The panels processed in multiple electrode plasma processing systems may be quite large. For example, the panels may have a rectangular perimeter that is characterized by a width of about 26 inches and a length of about 32 inches. Electrodes must have an area at least as large as the panels being treated and the electrode rack may include a dozen or more electrodes spaced apart horizontally. The overall dimensions of the electrode rack may therefore be on the order of two to three feet in each dimension, thus requiring an equally large electrode excitation signal distribution system. As the dimensions of the electrodes and electrode racks increase, maintaining field strength uniformity across the entire surface area of each treated substrate as well as between substrates becomes more challenging. The problem of maintaining plasma uniformity may be exacerbated at higher electrode excitation frequencies because the dimensions of the electrodes and the excitation signal distribution system become a larger fraction of the excitation signal wavelength.
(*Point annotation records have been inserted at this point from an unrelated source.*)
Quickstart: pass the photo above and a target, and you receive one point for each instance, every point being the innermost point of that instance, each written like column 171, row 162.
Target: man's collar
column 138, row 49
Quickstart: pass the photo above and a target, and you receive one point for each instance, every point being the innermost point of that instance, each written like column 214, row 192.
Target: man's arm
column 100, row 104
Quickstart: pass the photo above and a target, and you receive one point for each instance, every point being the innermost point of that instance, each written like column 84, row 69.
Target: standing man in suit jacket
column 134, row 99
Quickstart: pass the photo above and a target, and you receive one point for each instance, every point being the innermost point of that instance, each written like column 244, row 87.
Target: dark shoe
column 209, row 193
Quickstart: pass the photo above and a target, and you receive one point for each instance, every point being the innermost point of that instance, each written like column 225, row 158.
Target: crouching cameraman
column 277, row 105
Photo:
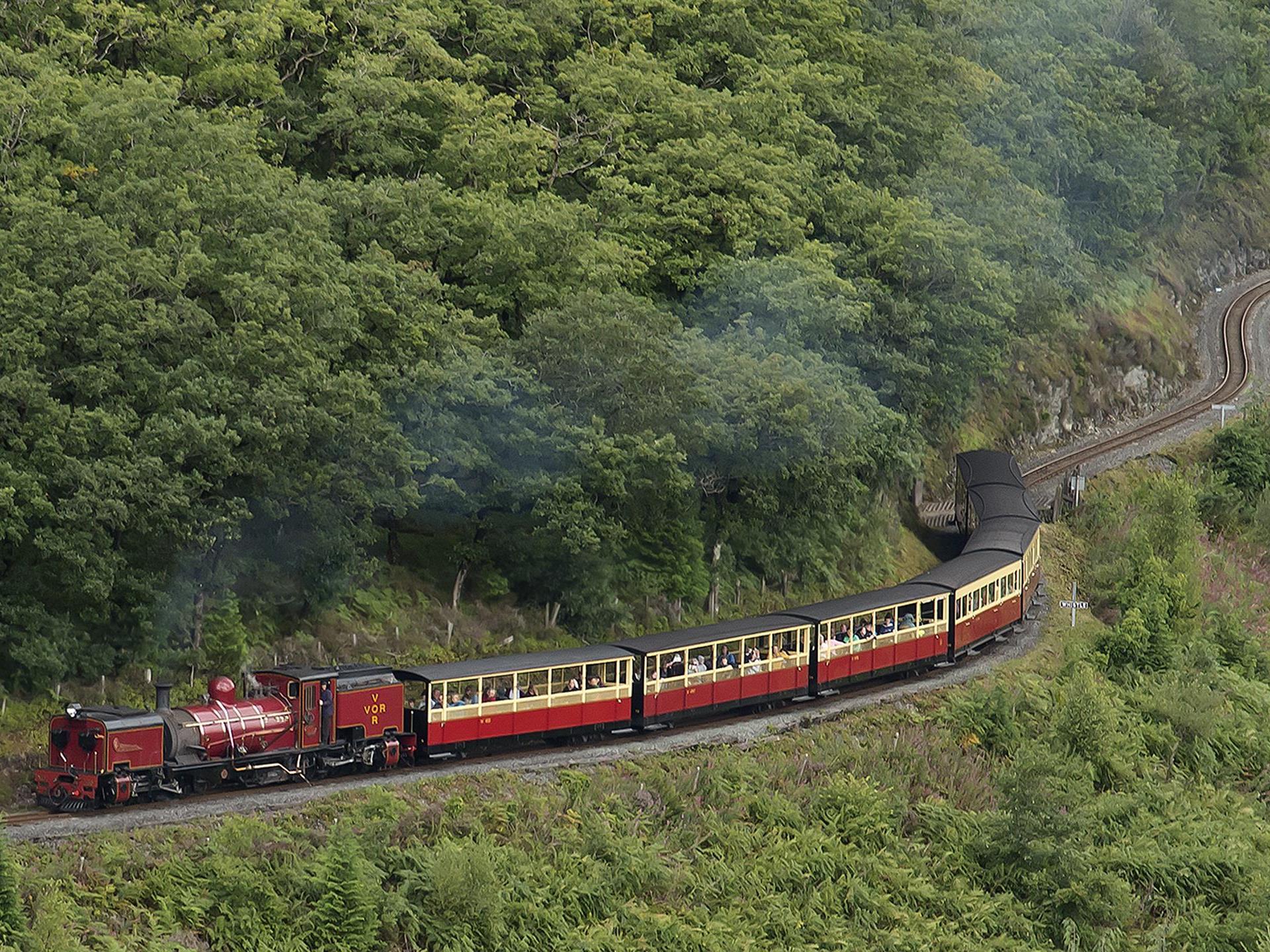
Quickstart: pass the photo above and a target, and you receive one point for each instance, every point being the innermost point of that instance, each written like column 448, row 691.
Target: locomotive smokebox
column 222, row 688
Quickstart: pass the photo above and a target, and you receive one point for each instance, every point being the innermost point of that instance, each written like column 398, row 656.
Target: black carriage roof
column 345, row 672
column 117, row 719
column 868, row 601
column 1006, row 534
column 995, row 500
column 982, row 466
column 967, row 568
column 719, row 631
column 506, row 664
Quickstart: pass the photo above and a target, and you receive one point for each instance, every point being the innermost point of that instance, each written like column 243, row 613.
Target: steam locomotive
column 308, row 723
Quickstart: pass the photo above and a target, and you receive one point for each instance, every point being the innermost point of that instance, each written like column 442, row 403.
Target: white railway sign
column 1074, row 604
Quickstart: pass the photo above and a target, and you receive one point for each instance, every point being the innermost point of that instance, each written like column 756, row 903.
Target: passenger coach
column 308, row 723
column 532, row 697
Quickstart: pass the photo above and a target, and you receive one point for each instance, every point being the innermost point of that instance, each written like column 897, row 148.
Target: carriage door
column 310, row 717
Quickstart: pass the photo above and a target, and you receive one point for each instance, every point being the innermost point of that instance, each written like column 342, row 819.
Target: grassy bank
column 1108, row 791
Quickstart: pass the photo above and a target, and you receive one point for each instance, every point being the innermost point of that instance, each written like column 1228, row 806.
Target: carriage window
column 566, row 681
column 700, row 659
column 460, row 694
column 498, row 688
column 532, row 683
column 728, row 659
column 603, row 674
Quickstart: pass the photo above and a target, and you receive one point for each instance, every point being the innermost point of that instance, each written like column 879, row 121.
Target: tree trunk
column 459, row 586
column 200, row 610
column 713, row 602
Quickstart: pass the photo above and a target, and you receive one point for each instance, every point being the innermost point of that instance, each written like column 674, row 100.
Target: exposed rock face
column 1129, row 390
column 1124, row 394
column 1230, row 264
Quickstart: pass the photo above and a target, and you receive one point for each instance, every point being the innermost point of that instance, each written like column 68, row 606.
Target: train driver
column 328, row 713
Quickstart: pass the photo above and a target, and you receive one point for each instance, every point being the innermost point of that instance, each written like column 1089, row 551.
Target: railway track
column 1235, row 343
column 1235, row 323
column 24, row 818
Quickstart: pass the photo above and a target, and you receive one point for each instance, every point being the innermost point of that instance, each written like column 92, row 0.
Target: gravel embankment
column 741, row 730
column 1209, row 346
column 542, row 763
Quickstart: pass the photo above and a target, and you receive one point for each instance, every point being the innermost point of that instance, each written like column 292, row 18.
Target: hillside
column 1109, row 791
column 320, row 317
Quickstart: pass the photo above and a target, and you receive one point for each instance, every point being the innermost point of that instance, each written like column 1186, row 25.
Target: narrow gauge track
column 24, row 818
column 1235, row 344
column 531, row 760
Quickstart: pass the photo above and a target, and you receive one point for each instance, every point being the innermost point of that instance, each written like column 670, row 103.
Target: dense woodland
column 591, row 306
column 1107, row 793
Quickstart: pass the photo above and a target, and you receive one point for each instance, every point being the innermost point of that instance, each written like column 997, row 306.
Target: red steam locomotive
column 309, row 723
column 294, row 723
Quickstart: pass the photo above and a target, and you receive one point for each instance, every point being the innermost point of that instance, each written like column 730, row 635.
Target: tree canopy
column 607, row 302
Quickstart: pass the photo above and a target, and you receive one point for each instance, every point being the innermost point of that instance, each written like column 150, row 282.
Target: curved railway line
column 1238, row 365
column 1235, row 325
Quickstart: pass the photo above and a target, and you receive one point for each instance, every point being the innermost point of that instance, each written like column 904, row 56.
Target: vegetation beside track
column 1108, row 791
column 319, row 314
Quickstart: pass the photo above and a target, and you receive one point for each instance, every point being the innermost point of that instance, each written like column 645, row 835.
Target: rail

Conventional RF bussing systems that achieve sufficient field uniformity at 40 kHz provide insufficient uniformity in multiple electrode plasma systems operating at higher plasma excitation frequencies such as 13.56 MHz. In addition, the input impedances of conventional RF bussing systems are difficult to match at these higher frequencies, resulting in high standing wave ratios and wasted RF power.
Therefore, there is a need for plasma treatment systems and methods to more uniformly distribute RF power to multiple electrodes in a plasma treatment system with improved input impedances at higher operating frequencies, such as 13.56 MHz.